What's an example of a subcategory whose closure under colimits takes a lot of steps to form by iteration?
An example where you need a proper class of steps is 6.38 in my book with Adámek. Concerning the last question, the answer is positive under Vopěnka's principle. The reason is that the colimit closure of $\mathcal S$ is locally presentable (see 6.28 and 6.29 in the same book) and thus it has a small dense subcategory. This argument works for $\mathcal S$ large as well.
Let me just give a community wiki exposition of the example 6.38 that Professor Rosický mentions from his book with Adámek, Locally Presentable and Accessible Categories, since although the book is quite clear, it doesn't quite reach the conclusion needed here, since the point of the example is slightly different.
Consider structures $X$ with partial unary operations indexed by the ordinals $\{\alpha_i\}_{i \in \mathrm{Ord}}$ such that the following condition is satisfied:
For every $j \in \mathrm{Ord}$ and $x \in X$, the value $\alpha_j(x)$ is defined if and only if for every $i<j$, $\alpha_i(x) = x$.
(So for each $x \in X$, there is an initial segment of the ordinals where $\alpha_i(x)$ is defined but just has $\alpha_i(x) = x$, and then at the top there is an ordinal $j$ where $\alpha_j(x)$ is defined but $\alpha_j(x) \neq x$; thereafter $\alpha_i(x)$ is not defined for bigger $i$ (actually there is an alternative which won't be relevant for the example: we could have $\alpha_i(x) = x$ for all $i \in \mathrm{Ord}$).
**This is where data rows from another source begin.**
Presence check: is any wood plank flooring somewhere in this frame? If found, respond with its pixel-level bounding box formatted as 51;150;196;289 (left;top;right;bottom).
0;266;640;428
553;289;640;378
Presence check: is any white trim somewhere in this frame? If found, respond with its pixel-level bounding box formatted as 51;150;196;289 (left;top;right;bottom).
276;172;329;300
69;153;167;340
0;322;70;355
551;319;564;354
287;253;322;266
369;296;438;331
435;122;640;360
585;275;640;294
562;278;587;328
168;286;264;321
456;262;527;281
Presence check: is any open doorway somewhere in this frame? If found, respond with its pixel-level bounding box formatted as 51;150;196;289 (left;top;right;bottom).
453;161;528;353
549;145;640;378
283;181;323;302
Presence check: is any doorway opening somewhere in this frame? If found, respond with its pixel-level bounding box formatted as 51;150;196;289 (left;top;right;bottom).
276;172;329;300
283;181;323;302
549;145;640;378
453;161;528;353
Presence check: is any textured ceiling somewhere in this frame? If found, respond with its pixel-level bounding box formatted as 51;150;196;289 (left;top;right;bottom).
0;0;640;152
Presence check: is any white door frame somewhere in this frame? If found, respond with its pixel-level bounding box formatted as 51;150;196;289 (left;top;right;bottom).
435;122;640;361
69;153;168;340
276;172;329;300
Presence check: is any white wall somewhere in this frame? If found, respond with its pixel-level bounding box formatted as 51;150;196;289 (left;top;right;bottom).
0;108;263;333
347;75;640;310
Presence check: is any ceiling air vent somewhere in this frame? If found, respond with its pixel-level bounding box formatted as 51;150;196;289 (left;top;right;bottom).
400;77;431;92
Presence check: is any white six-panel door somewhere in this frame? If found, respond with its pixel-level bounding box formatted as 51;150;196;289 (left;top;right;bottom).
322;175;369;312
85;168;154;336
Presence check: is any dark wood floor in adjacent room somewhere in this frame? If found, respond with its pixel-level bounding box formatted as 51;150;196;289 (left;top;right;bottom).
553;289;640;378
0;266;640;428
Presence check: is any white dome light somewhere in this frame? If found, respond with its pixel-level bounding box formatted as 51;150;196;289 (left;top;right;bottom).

The ordinal $j$ can vary with $x$.)
We let $\mathcal{C}$ be the category of all such structures, and all homomorphisms (i.e. a homomorphism is a function $f: X \to Y$ such that if $x\in X$ and $\alpha_i(x)$ is defined, then $\alpha_i(f(x))$ is defined and $\alpha_i(f(x)) = f(\alpha_i(x))$). Then $\mathcal{C}$ is cocomplete. Coproducts are just disjoint unions. Coequalizers are a little bit tricky (but this is sort of the point). To form the coequalizer of $f,g : X \overset{\to}{\to} Y$, first take the coequalizer in $\mathsf{Set}$, defining the operations in the only possible way. Then we may need to add in more points, because it may be the case that $\alpha_i([y]) = [y]$ for all $i< j$, but nevertheless there is no $y \in [y]$ such that $\alpha_j(y)$ is defined. In this case, we simply freely add a point $[y]_0$ with $\alpha_j([y]) = [y]_0$. Then we need to throw in more points $([y]_n)_{n \in \mathbb{N}}$ with $\alpha_0([y]_n) = [y]_{n+1}$.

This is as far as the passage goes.